Documents 9. Prelinger Archives
Behind the American Dream

Rick Prelinger. Photo by David Gallagher, Freep Festival, Detroit, 2015
Held on 17 Mar 2019
Created in 1982, the Prelinger Archives form the largest collection of international ephemeral cinema, with over 60,000 advertising, propaganda, educational, and amateur films, as well as home movies and American landscape films shot across the length and breadth of the 20th century — proof of its importance also lies in its acquisition in 2002 by the USA’s Library of Congress. This monumental archive becomes the focal point of the ninth edition of the Museo Reina Sofía’s Documents programme, which looks at artists’ publications, platforms, networks and independent publishing spaces, in addition to the potential of archive to reinvent narratives of art and its ecosystem. This edition opens with a presentation of the Prelinger Archives by founder Rick Prelinger, before screening different films interwoven into a common thread: the idea of future and progress in post-war American capitalism.

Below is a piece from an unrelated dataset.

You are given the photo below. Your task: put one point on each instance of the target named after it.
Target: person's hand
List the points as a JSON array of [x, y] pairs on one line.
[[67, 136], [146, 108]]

The content of the Prelinger Archives comprises a captivating archaeology of the cultural, social and political landscape in the United States, particularly in the period stretching from 1920 to 1980: animated propaganda films, government-made education films, messages from major corporations, and the first advertisements showing the ideology and manipulation concealed by the American dream. The archive is also one of the most comprehensive examples of digital preservation and dissemination, with around 7,000 digitised titles, accessible in the public domain free of charge through its association with the Internet Archive project since 2002. Its accessibility and the interest in its content have seen it become a perpetual source of information and inspiration for artists and film-makers like Guy Maddin and Adam Curtis.
This session features a number of film screenings, including home movies and other films made by corporations and government agencies, reflecting the consumerism, paranoia and obsession with the future in twentieth-century US culture. The films are only a taster of the 500,000-plus films produced in the USA in this period to promote not only the consumption of products characterising a set way of life, but also to turn Americans into voracious consumers, law-abiding citizens, model students, and children that adhere to marked gender patterns. Although their messages struggle to influence today’s worldly public, these films represent a kind of cinema that is still trying, just as it did sixty years ago, to uphold the American dream, in its firm belief in the capacity for a conflict-free world, its faith in the private company and capitalism as promises of a better future, and its optimistic and finalised view of history, where the American people have their destiny mapped out.
Sunday, 17 March 2019 – 6pm
Sabatini Building, Auditorium
With a presentation of the Prelinger Archives by Rick Prelinger, who will comment on fragments of the following films:
Robert R. Snody
The Middleton Family at the New York World’s Fair
1939, colour, English, sound, 35mm transferred to digital, 55’
Produced by Audio Productions for the Westinghouse Electric Company
Anonymous
Home Movie: Beany’s Drive-In, Long Beach, California
1952-1953, colour, sound, original version, 16mm transferred to digital 8’19’’
Carl Urbano
A is for Atom
1953, colour, sound, original version, 35mm transferred to digital, 15’
Produced by John Sutherland for the General Electric Company
Anonymous
The House in the Middle
1954, colour, sound, original version, 35mm transferred to digital, 12’10’’
Produced by W.J. Enders and Associates for the National Clean Up-Paint-Fix Up Bureau, with the collaboration of the Federal Civil Defense Administration
Anonymous
Home movie: Las Vegas
1958, colour, sound, original version, 16mm transferred to digital, 4’
Carl Urbano
Destination Earth
1956, colour, sound, original version, 35mm transferred to digital, 13’37’’
Produced by John Sutherland for the American Pretroleum Institute
Anonymous
Design for Dreaming
1956, colour, sound, original version, 35mm transferred to digital, 9’16’’
Produced by MPO Productions for General Motors
Virginia Bell and Bert Spielvogel
In the Suburbs
1957, colour, sound, original version, 35mm transferred to digital, 19’30’’
Produced by On Film, Inc. for Redbook Magazine
Anonymous
American Look
1958, colour, sound, original version, 35mm transferred to digital, 28’
Produced by Jam Handy for the Chevrolet Motor Company
Acknowledgements
Enlaces relacionados
Organised by
Museo Reina Sofía
Participants
Rick Prelinger (Washington D.C., 1953) is an archivist, writer, film-maker and educator, and the founder of the Prelinger Archives. He is also the director of Panorama Ephemera (2004), a collage of sequences on lifestyles and American ideology, and the home movie More Road Trips? (2013) on experiences of the open road. His participatory project Lost Landscapes reconstructs, through home movies, urban memory in cities like San Francisco, Detroit, Oakland and Los Angeles. He is also a professor of cinema and digital media at the University of California.